Autologous plasma (70%) drops were initiated 6 times daily in both eyes to promote re-epithelialization over the exposed sclera. The patient underwent a comprehensive rheumatologic evaluation that did not reveal underlying systemic autoimmune disease.
As the bacterial scleritis was not improving after 2 weeks of topical and oral antibiotic therapy, an amniotic membrane transplant was performed to fill the ulcer in the right eye, and a pedicle conjunctival and Tenon flap from the inferior fornix was advanced to cover approximately 90% of the nasal ulceration. A nasal tarsorrhaphy was also performed at the same time. On postoperative day 7, the CDVA was 20/60 in the right eye and 20/20 in the left eye.

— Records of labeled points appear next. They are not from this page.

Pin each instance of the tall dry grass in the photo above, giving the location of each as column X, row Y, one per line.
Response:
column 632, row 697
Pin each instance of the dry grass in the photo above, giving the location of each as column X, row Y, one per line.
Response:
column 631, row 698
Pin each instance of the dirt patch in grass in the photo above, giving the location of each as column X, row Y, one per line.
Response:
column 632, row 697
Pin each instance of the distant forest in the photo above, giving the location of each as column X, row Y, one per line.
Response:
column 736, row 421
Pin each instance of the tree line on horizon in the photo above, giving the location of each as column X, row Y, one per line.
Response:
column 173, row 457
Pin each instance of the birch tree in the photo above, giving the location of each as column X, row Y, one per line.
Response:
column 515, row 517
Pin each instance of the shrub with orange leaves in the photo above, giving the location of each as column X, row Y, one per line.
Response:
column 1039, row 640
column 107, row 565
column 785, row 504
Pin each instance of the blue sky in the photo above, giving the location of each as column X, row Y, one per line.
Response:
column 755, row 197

Over the next 2 months, the scleritis in the right eye slowly improved. The epithelial defect on the bulbar conjunctiva of the left eye almost completely healed. Scleral thinning in both eyes remained stable. However, the patient developed vertical diplopia and was noted to have a right hypertropia attributable to scarring of Tenon tissue. A 22 diopter base-up paste-on prism was prescribed, and at last follow-up, CDVA was 20/25 in the right eye and 20/20 in the left eye.